Llegó con retraso al juzgado. El doctor había hecho ya la autopsia y estaba explicándola al gobernador, al jefe político, al juez de instrucción, al comisario, al cabo cuarto y a la chinita Bonifacia, que contemplaba horrorizada los pedazos de calota o de cerebro que el galeno manoseaba, perfectamente olvidada de su función profesional de cebar mate. El médico mostraba un sanguinolento pedazo de casco cerebral aún cubierto de cuero cabelludo, y peroraba con fuerza:

—… un hombre que no tuviera espíritu científico.

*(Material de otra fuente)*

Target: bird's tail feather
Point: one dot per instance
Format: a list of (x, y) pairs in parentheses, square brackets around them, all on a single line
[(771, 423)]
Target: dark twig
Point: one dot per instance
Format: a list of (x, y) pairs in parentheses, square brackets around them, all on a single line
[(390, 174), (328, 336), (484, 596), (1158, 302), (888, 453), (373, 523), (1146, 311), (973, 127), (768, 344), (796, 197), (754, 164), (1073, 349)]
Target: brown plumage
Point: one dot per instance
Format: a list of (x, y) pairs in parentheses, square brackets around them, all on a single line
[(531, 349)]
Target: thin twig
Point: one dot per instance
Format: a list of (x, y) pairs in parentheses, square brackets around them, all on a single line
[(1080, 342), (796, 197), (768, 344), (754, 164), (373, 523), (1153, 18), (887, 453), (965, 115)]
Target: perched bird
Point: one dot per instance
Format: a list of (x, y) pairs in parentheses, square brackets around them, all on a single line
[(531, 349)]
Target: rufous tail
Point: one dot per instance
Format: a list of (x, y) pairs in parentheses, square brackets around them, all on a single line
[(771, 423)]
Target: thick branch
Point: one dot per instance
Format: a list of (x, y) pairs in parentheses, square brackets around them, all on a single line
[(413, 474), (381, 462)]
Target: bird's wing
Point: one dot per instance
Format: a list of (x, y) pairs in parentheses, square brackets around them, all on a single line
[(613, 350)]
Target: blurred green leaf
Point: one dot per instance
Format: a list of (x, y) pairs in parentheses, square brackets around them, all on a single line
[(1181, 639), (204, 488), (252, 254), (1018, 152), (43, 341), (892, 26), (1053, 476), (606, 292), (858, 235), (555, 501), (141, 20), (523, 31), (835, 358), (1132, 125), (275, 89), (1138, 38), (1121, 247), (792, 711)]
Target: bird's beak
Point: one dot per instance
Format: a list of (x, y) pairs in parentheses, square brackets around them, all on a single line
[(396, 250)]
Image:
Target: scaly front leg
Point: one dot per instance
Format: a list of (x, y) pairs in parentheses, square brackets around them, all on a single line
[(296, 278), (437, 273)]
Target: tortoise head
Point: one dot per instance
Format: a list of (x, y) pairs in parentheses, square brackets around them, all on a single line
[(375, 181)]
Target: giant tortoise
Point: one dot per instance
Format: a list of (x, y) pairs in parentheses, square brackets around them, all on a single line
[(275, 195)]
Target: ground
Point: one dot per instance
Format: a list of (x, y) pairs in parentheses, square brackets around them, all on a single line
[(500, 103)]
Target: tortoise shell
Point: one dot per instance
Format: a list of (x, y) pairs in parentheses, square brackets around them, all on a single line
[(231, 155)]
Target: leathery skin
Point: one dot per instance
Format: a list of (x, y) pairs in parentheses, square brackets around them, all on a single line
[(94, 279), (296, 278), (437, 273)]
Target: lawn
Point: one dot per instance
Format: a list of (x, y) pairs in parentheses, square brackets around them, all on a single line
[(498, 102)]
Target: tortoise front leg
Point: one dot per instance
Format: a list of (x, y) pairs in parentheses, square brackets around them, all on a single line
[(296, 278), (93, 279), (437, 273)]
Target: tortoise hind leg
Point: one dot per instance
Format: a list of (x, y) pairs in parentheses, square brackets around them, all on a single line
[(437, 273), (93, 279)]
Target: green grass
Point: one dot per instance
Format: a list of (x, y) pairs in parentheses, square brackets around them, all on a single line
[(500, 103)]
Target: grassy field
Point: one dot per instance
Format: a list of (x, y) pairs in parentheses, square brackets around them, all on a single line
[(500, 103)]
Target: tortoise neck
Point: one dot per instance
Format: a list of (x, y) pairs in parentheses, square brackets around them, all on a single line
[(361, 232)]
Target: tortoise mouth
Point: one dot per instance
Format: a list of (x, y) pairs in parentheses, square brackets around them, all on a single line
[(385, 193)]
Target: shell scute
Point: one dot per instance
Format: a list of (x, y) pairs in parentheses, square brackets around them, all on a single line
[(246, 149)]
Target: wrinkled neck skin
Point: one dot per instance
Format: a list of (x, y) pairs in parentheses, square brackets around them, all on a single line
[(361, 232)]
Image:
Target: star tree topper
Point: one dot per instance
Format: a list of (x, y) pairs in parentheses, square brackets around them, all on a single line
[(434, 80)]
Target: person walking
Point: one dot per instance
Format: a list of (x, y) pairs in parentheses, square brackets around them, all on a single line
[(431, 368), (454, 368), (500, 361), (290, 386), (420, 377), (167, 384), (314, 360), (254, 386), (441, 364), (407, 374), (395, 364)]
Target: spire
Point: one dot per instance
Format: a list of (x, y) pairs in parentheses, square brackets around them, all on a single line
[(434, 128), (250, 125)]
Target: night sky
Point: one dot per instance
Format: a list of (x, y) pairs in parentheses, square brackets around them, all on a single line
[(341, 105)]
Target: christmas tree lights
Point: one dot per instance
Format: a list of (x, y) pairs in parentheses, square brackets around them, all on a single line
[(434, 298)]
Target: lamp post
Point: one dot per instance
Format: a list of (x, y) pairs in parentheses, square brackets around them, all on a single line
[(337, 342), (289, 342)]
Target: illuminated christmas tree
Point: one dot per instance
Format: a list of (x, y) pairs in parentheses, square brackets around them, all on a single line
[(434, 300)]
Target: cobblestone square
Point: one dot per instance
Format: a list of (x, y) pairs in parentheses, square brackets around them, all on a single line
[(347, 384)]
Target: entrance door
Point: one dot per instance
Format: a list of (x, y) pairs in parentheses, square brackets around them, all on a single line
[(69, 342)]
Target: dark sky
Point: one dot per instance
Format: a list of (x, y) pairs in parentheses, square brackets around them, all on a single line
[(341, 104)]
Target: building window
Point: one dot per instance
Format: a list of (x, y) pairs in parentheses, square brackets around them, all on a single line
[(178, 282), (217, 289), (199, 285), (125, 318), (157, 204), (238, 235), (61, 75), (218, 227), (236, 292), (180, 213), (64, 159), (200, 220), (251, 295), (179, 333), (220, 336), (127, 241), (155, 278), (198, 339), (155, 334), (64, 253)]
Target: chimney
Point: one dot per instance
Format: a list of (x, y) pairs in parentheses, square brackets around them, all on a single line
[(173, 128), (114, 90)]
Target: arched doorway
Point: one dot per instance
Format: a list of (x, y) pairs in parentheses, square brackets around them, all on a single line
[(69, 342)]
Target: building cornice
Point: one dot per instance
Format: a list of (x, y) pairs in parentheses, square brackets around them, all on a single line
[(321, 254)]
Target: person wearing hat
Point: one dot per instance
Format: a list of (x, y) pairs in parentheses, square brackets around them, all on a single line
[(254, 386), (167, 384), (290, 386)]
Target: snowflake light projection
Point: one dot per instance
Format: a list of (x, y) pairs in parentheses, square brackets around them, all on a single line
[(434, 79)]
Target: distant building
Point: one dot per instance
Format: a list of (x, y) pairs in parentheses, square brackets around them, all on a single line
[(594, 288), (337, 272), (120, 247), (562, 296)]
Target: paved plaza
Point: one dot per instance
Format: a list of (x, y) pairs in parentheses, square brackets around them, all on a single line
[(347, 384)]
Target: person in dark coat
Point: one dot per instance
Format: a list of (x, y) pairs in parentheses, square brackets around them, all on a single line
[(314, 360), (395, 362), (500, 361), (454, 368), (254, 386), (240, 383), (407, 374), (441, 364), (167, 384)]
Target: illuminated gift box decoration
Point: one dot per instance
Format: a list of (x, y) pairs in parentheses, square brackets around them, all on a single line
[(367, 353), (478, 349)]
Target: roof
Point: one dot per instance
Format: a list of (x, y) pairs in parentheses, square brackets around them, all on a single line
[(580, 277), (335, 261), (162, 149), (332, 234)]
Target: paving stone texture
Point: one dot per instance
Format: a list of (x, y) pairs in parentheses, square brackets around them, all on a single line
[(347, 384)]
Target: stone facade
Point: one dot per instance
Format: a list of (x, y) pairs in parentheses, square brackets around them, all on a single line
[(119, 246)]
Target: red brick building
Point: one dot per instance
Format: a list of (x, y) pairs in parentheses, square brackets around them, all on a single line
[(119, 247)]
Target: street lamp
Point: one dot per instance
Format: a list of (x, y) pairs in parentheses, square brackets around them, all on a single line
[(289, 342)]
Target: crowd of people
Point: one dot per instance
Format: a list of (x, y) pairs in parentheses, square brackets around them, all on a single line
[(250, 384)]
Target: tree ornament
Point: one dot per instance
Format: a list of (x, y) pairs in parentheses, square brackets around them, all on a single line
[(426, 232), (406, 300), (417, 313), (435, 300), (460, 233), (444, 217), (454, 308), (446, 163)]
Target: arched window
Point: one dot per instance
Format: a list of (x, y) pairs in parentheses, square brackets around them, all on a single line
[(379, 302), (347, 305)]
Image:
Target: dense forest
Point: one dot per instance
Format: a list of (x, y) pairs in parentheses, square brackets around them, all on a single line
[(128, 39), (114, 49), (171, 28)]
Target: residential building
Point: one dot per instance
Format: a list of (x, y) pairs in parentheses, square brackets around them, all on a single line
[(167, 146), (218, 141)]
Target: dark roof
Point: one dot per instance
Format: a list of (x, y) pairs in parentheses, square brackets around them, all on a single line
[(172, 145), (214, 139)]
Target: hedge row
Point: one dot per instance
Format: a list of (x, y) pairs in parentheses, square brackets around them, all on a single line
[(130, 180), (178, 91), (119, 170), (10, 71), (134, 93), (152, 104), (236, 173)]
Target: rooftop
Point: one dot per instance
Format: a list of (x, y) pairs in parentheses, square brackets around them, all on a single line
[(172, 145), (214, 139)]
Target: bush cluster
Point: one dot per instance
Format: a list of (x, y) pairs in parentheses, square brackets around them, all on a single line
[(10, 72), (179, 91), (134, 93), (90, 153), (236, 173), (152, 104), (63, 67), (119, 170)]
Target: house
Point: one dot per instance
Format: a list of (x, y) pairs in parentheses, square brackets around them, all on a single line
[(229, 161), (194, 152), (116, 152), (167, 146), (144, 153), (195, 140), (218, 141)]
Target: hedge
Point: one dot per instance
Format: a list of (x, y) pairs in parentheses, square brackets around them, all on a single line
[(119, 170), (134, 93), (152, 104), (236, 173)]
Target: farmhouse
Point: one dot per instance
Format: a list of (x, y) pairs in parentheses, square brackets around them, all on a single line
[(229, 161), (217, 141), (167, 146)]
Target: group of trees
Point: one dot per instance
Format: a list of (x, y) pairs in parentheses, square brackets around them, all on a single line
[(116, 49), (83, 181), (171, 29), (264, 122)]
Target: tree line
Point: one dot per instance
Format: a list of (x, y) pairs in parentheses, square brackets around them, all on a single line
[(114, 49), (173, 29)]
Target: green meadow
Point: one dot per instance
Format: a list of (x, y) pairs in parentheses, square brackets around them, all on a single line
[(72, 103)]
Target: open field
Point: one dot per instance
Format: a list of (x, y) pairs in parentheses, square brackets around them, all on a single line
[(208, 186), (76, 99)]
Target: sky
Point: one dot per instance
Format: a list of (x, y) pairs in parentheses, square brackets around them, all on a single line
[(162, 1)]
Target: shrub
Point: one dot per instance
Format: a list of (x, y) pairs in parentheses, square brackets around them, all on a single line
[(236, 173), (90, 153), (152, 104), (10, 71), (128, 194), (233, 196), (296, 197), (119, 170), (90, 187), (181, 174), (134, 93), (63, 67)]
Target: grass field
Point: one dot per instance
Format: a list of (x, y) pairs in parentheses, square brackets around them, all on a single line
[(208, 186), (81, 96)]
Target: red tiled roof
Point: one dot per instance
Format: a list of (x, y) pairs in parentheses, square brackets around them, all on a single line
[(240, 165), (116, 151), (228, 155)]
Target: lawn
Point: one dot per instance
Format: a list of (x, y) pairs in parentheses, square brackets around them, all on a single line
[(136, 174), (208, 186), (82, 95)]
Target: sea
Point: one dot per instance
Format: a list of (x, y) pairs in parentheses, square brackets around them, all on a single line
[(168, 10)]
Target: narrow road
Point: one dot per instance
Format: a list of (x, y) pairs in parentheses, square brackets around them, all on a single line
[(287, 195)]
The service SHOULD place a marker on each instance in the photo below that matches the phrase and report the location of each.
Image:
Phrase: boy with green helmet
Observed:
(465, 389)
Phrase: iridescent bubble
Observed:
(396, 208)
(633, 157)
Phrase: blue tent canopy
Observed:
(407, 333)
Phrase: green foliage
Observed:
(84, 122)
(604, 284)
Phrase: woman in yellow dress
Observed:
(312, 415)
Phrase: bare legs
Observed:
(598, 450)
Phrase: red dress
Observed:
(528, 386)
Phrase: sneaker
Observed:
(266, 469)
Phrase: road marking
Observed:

Un hombre sin un corte de cerebro científico, hubiese dicho: ojos sanguinolentos, hemorragia bucal, facies congestionada, masa encefálica bañada en coágulos de sangre, ¿qué significa eso? La cosa era clara, ¿no es verdad? Apoplejía. Yo no. Yo estoy acostumbrado al método experimental.

Puso la calota a la luz, y dijo:

—Yo hice trasquilar al melenudo Sanabria, fotografié la cabeza y la deshice metódicamente. Ya el peluquero encontró en la nuca un pequeño coágulo. Hay que ver que el gallego Sanabria tenía una melena aceitosa, como para nidal de cucarachas. ¿Y?… Ningún chichón, señores, atención —mirando al fraile—. Pero ¿qué es esto que está aquí en el seno posterior del occipital, voto a Cristo? Un agujerito de dos a tres milímetros, señores, hecho con la perfección de una perforadora eléctrica. Y aquí empieza el misterio.

Los oyentes se habían arrimado vivamente, y comprobaban con asombro el fenómeno. En el trozo de cráneo rapado correspondiente a la nuca, una limpia estrellita de borde rojo colaba la luz de la ventana. El gobernador hizo un gesto de asombro.

—¿Balazo? —preguntó.

—No existe arma ninguna de calibre tan diminuto —replicó el médico—. Si existiera, la bala no podría tener fuerza para perforar tan limpio este casco, gobernador. Y los tres testigos, ¿qué han dicho? ¿No estaban detrás del muerto? Ningún tiro, ningún golpe de rebenque, sino Sanabria que se lleva las manos al mate y se va de boca como un tronco, de golpe.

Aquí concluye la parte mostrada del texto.